Indyjski okręt wojenny. Zdjęcie: Marynarka Wojenna Indii
Rosnące możliwości i reputacja Indii pomogą w rozwiązaniu trudnych sytuacji w regionie, powiedział minister spraw zagranicznych Subrahmanyam Jaishankar. „Nie będziemy postrzegani jako odpowiedzialny kraj, jeśli powiemy, że nie mamy nic do roboty, gdy wokół nas dzieją się złe rzeczy” – powiedział we wtorek.

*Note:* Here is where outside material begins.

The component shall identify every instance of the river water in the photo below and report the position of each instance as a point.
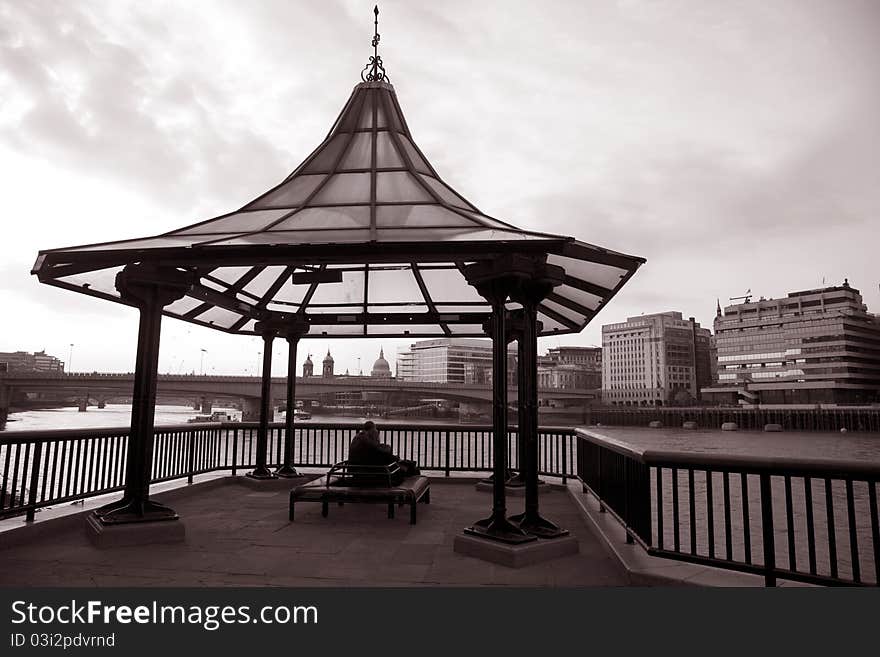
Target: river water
(861, 447)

Inne państwa, w tym USA, Francja i Chiny, również mają w tym regionie swoje siły morskie, jednak przedstawiciele Indii twierdzą, że ich obecność jest największa.
Przedstawiciele indyjskiego wojska i obrony poinformowali, że personel marynarki wojennej, w tym komandosi, skontrolował w ciągu ostatnich dwóch miesięcy ponad 250 statków i małych łodzi, przejmując ponad 40 z nich. Piractwo powraca po sześcioletniej przerwie.
Poinformowano, że od 1 grudnia indyjska marynarka wojenna odnotowała co najmniej 17 incydentów porwania, próby porwania i podejrzanych podejść.
Marynarka Wojenna Indii poinformowała, że w ciągu dwóch dni na początku tego tygodnia uratowała dwóch Irańczyków i pomogła w akcji ratunkowej lankijskiego kutra rybackiego. W grudniu udzieliła pomocy dwóm statkom handlowym zaatakowanym w pobliżu indyjskiej wyłącznej strefy ekonomicznej .
Siły Huti z Jemenu od listopada atakują statki na Morzu Czerwonym, będącym częścią szlaku wodnego, przez który przechodzi około 12% światowego ruchu morskiego.
Grupa zadaniowa pod dowództwem USA w ostatnich tygodniach chroniła statki na Morzu Czerwonym i przeprowadzała ataki na siły Huti w całym Jemenie.